Changes in OHRQoL and perceived oral health were analysed depending on the approach used to assess RS, as described below.

The then-test

Schwartz and Sprangers recommendations for the then-test use were applied in this study [17]. The OHRQoL observed change (unadjusted change) was calculated as OHIP-Edent follow-up minus the baseline score. Recalibration RS was calculated as the OHIP-Edent then-test score minus the baseline score. The true change (adjusted change) was calculated as the difference between the OHIP-Edent follow-up and the then-test score. A negative sign of recalibration suggests participants retrospectively reassessed their baseline OHRQoL as having less impact than they thought at baseline. Thus, such participants changed their internal standards downwards. A positive sign of recalibration may indicate that people retrospectively assessed their baseline status as worse than they thought at baseline, i.e. they changed their internal standards upwards.

The analysed data was not normally distributed. Therefore, hypotheses tests for true and observed change and recalibration were conducted using the nonparametric Wilcoxon signed rank test. The recalibration effect size (ES) was calculated as:

$${\text{ES}} = \frac{Z}{\sqrt N },$$

where Z is the z statistic and N is the number of observations.

Guidelines suggest that an ES 0.1 is small, 0.3 is medium, and > 0.5 is large [27].
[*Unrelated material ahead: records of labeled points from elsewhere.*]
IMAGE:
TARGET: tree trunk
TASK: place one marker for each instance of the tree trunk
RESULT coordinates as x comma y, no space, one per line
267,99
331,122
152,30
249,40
The predictor variables influencing the magnitude and direction of RS were investigated after normalization of the data, using multiple linear regressions with recalibration as the outcome variable and gender, number and position of replaced teeth and treatment modality as independent variables. Further sociodemographic variables were not included due to sample limitations.

Self-anchored scale

Recalibration of perceived oral health was calculated as the difference between baseline and transformed baseline scores. True change was calculated as the difference between follow-up and transformed baseline scores. The transformed scores are function of the baseline scores and the position of the best and worse new anchors in the Cantril’s ladder at follow-up [25]:

$$X_{\text{trans}} = \, \left( {\left( {B_{{{\text{follow}}{-}{\text{ up}}}} {-} \, W_{{{\text{follow}}{-}{\text{ up}}}} } \right) \, X_{\text{baseline}} + \, 10W_{{{\text{follow}}{-}{\text{ up}}}} {-} \, B_{{{\text{follow}}{-}{\text{ up}}}} } \right)/9,$$

where Xbaseline baseline self-anchor scale score, Bfollow-up best imaginable oral health anchor at follow-up, Wfollow-up worse imaginable oral health anchor at follow-up.
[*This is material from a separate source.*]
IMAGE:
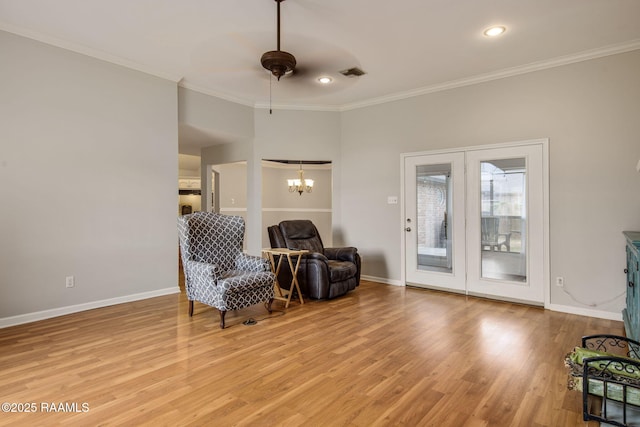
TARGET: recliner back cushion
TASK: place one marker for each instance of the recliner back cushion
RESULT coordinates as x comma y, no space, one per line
301,234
The ES for the self–anchored scale was calculated using recalibration as a function of the standard deviation:

$$\begin{aligned} {\text{Recalibration }}\;\;{\text{ES}} & = \frac{{{\text{True }}\;{\text{change }}{-}{\text{ Observed }}\;{\text{change}}}}{{{\text{SD}}\;{\text{ Observed }}\;{\text{change}}}} \\ & = \frac{{X_{{\text{follow}}{-}{\text{ up}}} {-} \, X_{\text{trans}} ) \, {-} \, \left( {X_{{\text{follow}}{-}{\text{ up}}} {-} \, X_{\text{baseline}} } \right)}}{{{\text{SD}}_{{\text{follow}}{-}{\text{ up}}} -_{\text{baseline}} }}. \\ \end{aligned}$$

As with the then-test, an ES 0.1 is small, 0.3 is medium, and > 0.5 is large [27].

Ceiling and floor effects occur when many participants score the maximum or minimum scores. The proportion of participants who achieved each possible score of the self-anchored scale (within range 0–10) was analysed at baseline and follow-up. Ceiling and the floor effects were defined as present if 15% or more participants achieved the maximum or minimum score [28].

Classification and regression trees (CRT)

CRT is a representation where each member of the studied population is classified based on several independent variables [29]. The terminal nodes or tree leaves represent a cell of a partition and have a simple model attached which applies to that cell only. The CRTs were created using the OHIP-Edent observed change score (OHIP-Edent follow-up − OHIP-Edent baseline) as the dependent variable with the observed changes of the seven subscales as covariates to explore change patterns in the subscale scores.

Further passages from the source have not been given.